Garcia_2022_PLoS.One_17_e0269129

Reference

Title : New compounds from heterocyclic amines scaffold with multitarget inhibitory activity on Abeta aggregation, AChE, and BACE1 in the Alzheimer disease - Garcia_2022_PLoS.One_17_e0269129
Author(s) : Garcia Marin ID , Camarillo Lopez RH , Martinez OA , Padilla M, II , Correa-Basurto J , Rosales-Hernandez MC
Ref : PLoS ONE , 17 :e0269129 , 2022
Abstract :

The preset neurodegenerations in Alzheimer disease (AD) are due to several mechanisms such as amyloidogenic proteolysis, neuroinflammation, mitochondrial dysfunction, neurofibrillary tangles, cholinergic dysfunction, among others. The aim of this work was to develop multitarget molecules for the treatment of AD. Therefore, a family of 64 molecules was designed based on ligand structure pharmacophores able to inhibit the activity of beta secretase (BACE1) and acetylcholinesterase (AChE) as well as to avoid amyloid beta (Abeta1-42) oligomerization. The backbone of designed molecules consisted of a trisubstituted aromatic ring, one of the substituents was a heterocyclic amine (piperidine, morpholine, pyrrolidine or N-methyl pyrrolidine) separated from the aromatic system by three carbon atoms. The set of compounds was screened in silico employing molecular docking calculations and chemoinformatic analyses.
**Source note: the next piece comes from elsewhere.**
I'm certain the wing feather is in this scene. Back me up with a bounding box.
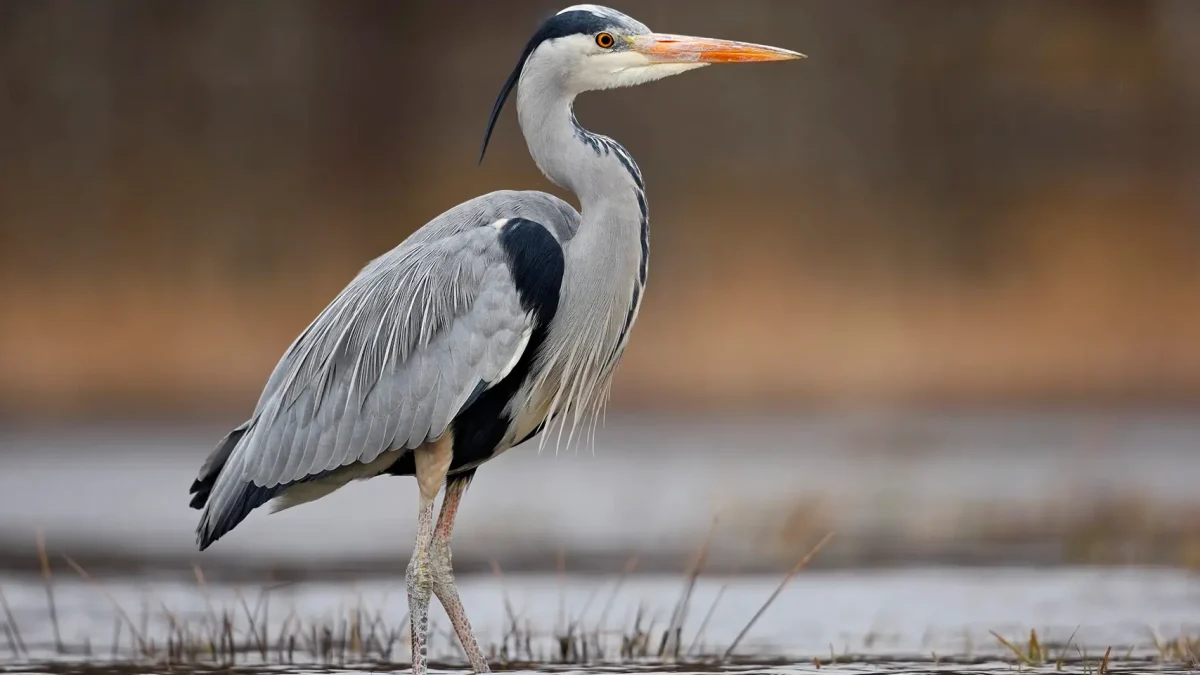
[193,192,578,548]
Based on Gibbs free energy of binding, binding mode and in silico predicted toxicity results, three of the best candidates were selected, synthesized, and evaluated in vitro; F3S4-m, F2S4-m, and F2S4-p. All three compounds prevented Abeta1-42 aggregation (F3S4-m in 30.5%, F2S4-p in 42.1%, and F2S4-m in 60.9%). Additionally, inhibitory activity against AChE (ki 0.40 microM and 0.19 microM) and BACE1 (IC50 15.97 microM and 8.38 microM) was also observed for compounds F2S4-m and F3S4-m, respectively. Despite the BACE IC50 results demonstrated that all compounds are very less potent respect to peptidomimetic inhibitor (PI-IV IC50 3.20 nM), we can still say that F3S4-m is capable to inhibit AChE and BACE1.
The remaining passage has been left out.